Mientras la mayoría teme el plástico por su tasa de interés, los hogares que ganan más de 100.000 dólares lo usan como arma de doble filo: lo convierten en un canal de recompensas gratis y blindaje contra fraudes. La Reserva Federal lo confirma: casi el 100 % de esas familias cargan al menos una tarjeta, pero apenas un puñado paga intereses.

El truco no es gastar más, sino desviar lo que ya gastas

La estafa está en creer que los puntos se cosechan con el consumo extra. Los patrimonios altos canalizan la renta del colegio, la factura del seguro y hasta el café de la esquina por una tarjeta con cashback o millas. El resultado: en 2022 los usuarios se embolsaron 41.100 millones de dólares en premios sin desembolsar un centavo de interés, según la agencia CFPB.

El mecanismo es sencillo: liquidan el corte al cero día. Así la tarjeta se vuelve un pasivo gratuito que corre por fuera del flujo de caja y deja al banco con el costo del float. Algo que el contribuyente medio nunca nota porque suele arrastrar saldo y regala al emisor un 20 % anual.

El escudo que el débito no te da

El escudo que el débito no te da

La Comisión Federal de Comercio registró pérdidas récord por fraude de 10.000 millones en 2023. Con débito, el ladrón vacía tu cuenta y reclamar el dinero es una odisea de días. Con crédito, la disputa queda entre banco y estafador; tu capital sigue intacto. Por eso los millonarios evitan el débito como quien evita un pozo sin fondo.

La ley limita la responsabilidad del titular a 50 dólares, pero los emisores de élite ofrecen cero responsabilidad de entrada. Es la diferencia entre dormir tranquilo y pasar Navidades al teléfono con servicio al cliente.

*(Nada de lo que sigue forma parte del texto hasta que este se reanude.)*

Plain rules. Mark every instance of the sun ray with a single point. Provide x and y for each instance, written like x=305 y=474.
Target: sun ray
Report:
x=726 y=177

Cómo copiar la fórmula sin ser millonario

Empieza por autopagar la suscripción de Netflix, el gimnasio y el seguro del auto con una sola tarjeta que devuelva 2 % o más. Programa el pago total automático: olvídate de “mínimo” como quien olvida fumar. Cuando el mes cierre, revisa categorías: si viajas, cámbiala por una con millas; si comes fuera, pesca una con multiplier en restaurantes.

El error mortal es coleccionar plásticos. Los expertos en optimización de recompensas usan una o dos piezas y punto. Cada tarjeta extra es una aplicación de crédito que lastra tu score y una tentación de gasto que no necesitas.

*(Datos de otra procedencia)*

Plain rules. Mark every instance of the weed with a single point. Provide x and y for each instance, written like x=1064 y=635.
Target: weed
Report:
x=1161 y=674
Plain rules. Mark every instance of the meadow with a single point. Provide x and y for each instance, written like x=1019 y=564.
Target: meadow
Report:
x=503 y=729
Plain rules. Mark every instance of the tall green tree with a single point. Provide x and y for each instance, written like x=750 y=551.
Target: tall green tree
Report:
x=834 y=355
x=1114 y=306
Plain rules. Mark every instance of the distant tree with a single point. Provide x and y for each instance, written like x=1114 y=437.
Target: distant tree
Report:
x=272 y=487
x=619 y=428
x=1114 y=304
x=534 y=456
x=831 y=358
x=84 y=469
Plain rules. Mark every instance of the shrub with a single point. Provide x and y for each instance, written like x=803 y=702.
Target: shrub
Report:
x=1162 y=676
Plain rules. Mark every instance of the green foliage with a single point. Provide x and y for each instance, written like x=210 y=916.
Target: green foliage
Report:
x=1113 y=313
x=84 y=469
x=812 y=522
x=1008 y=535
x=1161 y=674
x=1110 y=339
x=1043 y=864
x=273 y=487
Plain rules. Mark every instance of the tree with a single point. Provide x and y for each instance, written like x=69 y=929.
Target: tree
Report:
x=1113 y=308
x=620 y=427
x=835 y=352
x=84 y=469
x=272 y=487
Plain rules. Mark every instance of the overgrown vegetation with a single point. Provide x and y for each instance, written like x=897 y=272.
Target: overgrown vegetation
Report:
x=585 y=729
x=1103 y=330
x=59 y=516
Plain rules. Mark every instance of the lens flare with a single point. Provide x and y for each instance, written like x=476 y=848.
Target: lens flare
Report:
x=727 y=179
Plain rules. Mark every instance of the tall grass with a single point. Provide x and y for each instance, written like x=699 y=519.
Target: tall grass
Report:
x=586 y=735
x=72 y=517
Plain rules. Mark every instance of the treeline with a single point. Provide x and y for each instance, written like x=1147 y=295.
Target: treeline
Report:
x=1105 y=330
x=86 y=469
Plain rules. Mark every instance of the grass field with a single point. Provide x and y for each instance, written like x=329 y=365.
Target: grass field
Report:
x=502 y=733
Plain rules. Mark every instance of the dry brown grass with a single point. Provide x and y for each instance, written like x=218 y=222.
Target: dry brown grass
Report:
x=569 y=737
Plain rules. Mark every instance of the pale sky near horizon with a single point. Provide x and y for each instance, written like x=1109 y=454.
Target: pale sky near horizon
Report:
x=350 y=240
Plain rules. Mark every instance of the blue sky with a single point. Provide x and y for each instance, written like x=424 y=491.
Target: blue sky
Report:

El dato que duele: los intereses de tarjeta en EE.UU. promedian 22 %. Un solo mes de saldo impago borra dos años de puntos. Por eso la disciplina importa más que el ingreso. La gente con dinero lo sabe y paga como el reloj; la que lo está construyendo cree que los bancos “te perdonan” y se hunde.

La próxima vez que escuches “tarjeta de crédito” y pienses deuda, recuerda: para quienes entienden el juego, el plástico es un canal de entrada, no de salida. Y la ventaja no la da el sueldo, sino el calendario de pagos que tienes en el móvil.